Column

Personalizing LLMs at Scale Without Per-User Models

Two dominant personalization approaches both hit walls at scale: retrieval quality dependency and storage costs that grow with user count. TAP-PER encodes user preferences into compact prefix embeddings, bypassing both.

2026 / 06 / 06 5 min read 日本語版 →

An abstract illustration of user preferences compressed into compact prefix embeddings passed to an LLM

Hello. This is Keito Inoshita from Affectosphere Group.

When you try to scale an LLM-based service, personalization becomes unavoidable.

“User A’s answer should be different from user B’s answer” — that’s a completely reasonable requirement. But once you try to implement it, every existing approach requires you to pay one of two costs.

A study published on arXiv in June 2026 (arXiv:2606.04547) proposes a third path: TAP-PER (Temporal Attentive Prefix for PERsonalization).

Three takeaways for today

Current LLM personalization methods are either limited by retrieval quality or face storage costs that scale linearly with user count.
TAP-PER encodes user preferences as compact prefix embeddings, avoiding both problems simultaneously.
A design that scales without per-user adapters is directly relevant to SaaS platforms and support systems serving hundreds of thousands of users.

① The two walls of LLM personalization

There are two dominant approaches to making LLMs reflect individual differences.

The first is input-level personalization. You paste the user’s behavior history or preference data directly into the prompt, and the LLM reads the context. Simple to implement, but including the full history inflates the input. The practical workaround is RAG-style retrieval — select only the relevant history and inject it — but now performance depends on retrieval quality. If retrieval misses, personalization misses.

The second is parameter-level personalization. Train a dedicated fine-tuned adapter per user. Precision is higher, but if you have 10,000 users, you need 10,000 adapters. Storage costs scale linearly with user count.

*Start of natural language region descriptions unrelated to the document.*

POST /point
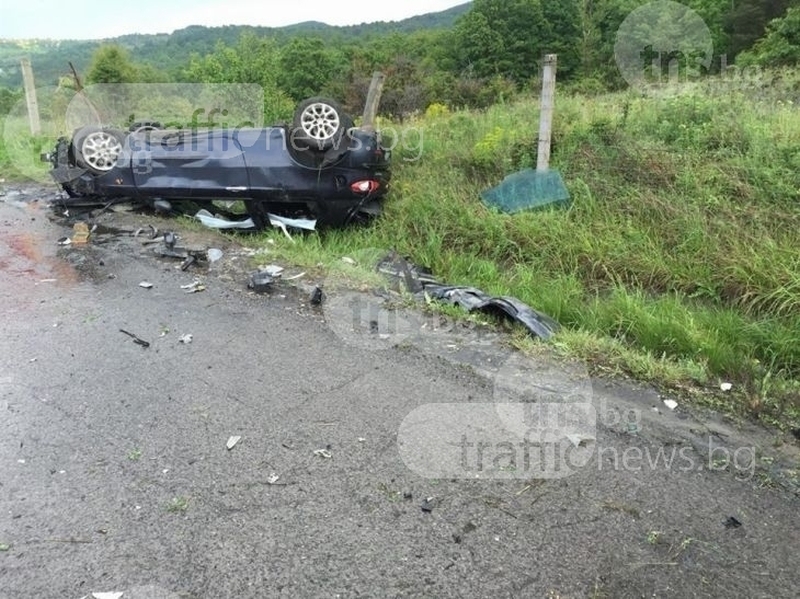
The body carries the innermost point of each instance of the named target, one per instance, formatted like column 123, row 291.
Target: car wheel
column 319, row 122
column 96, row 149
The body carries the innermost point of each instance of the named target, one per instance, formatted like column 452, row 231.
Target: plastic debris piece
column 732, row 523
column 80, row 234
column 296, row 223
column 527, row 189
column 317, row 296
column 214, row 222
column 195, row 287
column 261, row 282
column 136, row 340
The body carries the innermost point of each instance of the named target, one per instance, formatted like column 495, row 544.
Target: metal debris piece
column 194, row 287
column 317, row 296
column 428, row 505
column 261, row 282
column 732, row 523
column 81, row 233
column 136, row 340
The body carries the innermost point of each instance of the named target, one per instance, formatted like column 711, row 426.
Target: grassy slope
column 677, row 261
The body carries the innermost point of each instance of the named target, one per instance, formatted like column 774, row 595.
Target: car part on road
column 137, row 340
column 420, row 281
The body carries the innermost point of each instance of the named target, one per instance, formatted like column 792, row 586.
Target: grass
column 677, row 260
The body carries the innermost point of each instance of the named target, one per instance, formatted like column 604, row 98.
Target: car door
column 189, row 164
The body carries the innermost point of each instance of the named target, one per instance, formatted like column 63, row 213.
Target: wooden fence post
column 546, row 112
column 30, row 97
column 373, row 100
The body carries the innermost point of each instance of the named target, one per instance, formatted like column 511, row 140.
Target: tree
column 253, row 60
column 305, row 67
column 509, row 37
column 780, row 46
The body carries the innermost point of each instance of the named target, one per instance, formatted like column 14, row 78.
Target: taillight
column 366, row 186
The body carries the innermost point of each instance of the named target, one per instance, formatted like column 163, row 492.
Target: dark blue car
column 320, row 167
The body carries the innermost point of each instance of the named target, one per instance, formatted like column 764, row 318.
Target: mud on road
column 364, row 467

Neither wall shows up clearly in small-scale experiments. Both become visible the moment you try to deploy to a real service at scale.

② How TAP-PER works: compressing preference into a prefix

TAP-PER learns user preferences in the form of prefix embeddings.

A prefix embedding is a fixed-length vector sequence prepended to the LLM’s input — passed directly into the model’s computation graph, separate from the natural-language prompt. TAP-PER’s goal is to compress each user’s preference patterns into this prefix.

Two design choices matter here.

The first is the “Temporal Attentive” mechanism. The user’s behavior history is arranged chronologically, with different weights assigned to recent versus older behavior. Since preferences change over time, prioritizing recent behavior is a natural and practical design choice.

The second is compactness. Because prefix embeddings are fixed-length, adding more users doesn’t increase model parameters or storage meaningfully. No per-user adapters to maintain, and no cost explosion as you scale up.

The result: personalization without explicit history retrieval, and without per-user adapters.

③ Where this applies in practice

Setting aside the technical design, where does TAP-PER actually fit in operational contexts?

The most direct application is SaaS query-response systems. For services with hundreds of thousands of users where per-response personalization is desirable, the storage economics of per-user adapters don’t work. A TAP-PER-style design keeps those costs flat.

HR tools and internal knowledge search are a strong concrete fit. Employees differ in their roles, skill levels, and domain contexts. The same question from a manager and a frontline worker probably warrants a different level of response detail. Personalizing that without per-user adapters — and without a retrieval step that might fail — is genuinely useful.

Healthcare apps are another natural candidate. Adapting health information and lifestyle suggestions to an individual’s history and profile, while avoiding dependence on closed-source external APIs for privacy reasons. A self-contained design is well-suited here.

In terms of KPIs: satisfaction scores for personalized responses, ticket escalation rate changes, and per-user infrastructure costs are the natural starting measurements. All three are easy to compare before and after deployment.

Design that doesn’t cost more as users grow

What often gets overlooked in LLM personalization discussions is the cost after scale.

In an experimental setup, 1,000 users and 10,000 users feel the same. In a real service, a design where costs scale 10x when users scale 10x is unsustainable.

What TAP-PER proposes is personalization that doesn’t scale linearly with user count. Training data is user-specific, but the inference-time storage overhead is near zero.

This is still research. But as an approach that makes “individually optimized responses for hundreds of thousands of users” feasible at the implementation level, it’s worth watching.

That’s it for today!

Reference

(2026). Beyond Retrieval: Learning Compact User Representations for Scalable LLM Personalization. arXiv preprint. https://arxiv.org/abs/2606.04547

* This article was written in part with AI assistance and may contain inaccuracies.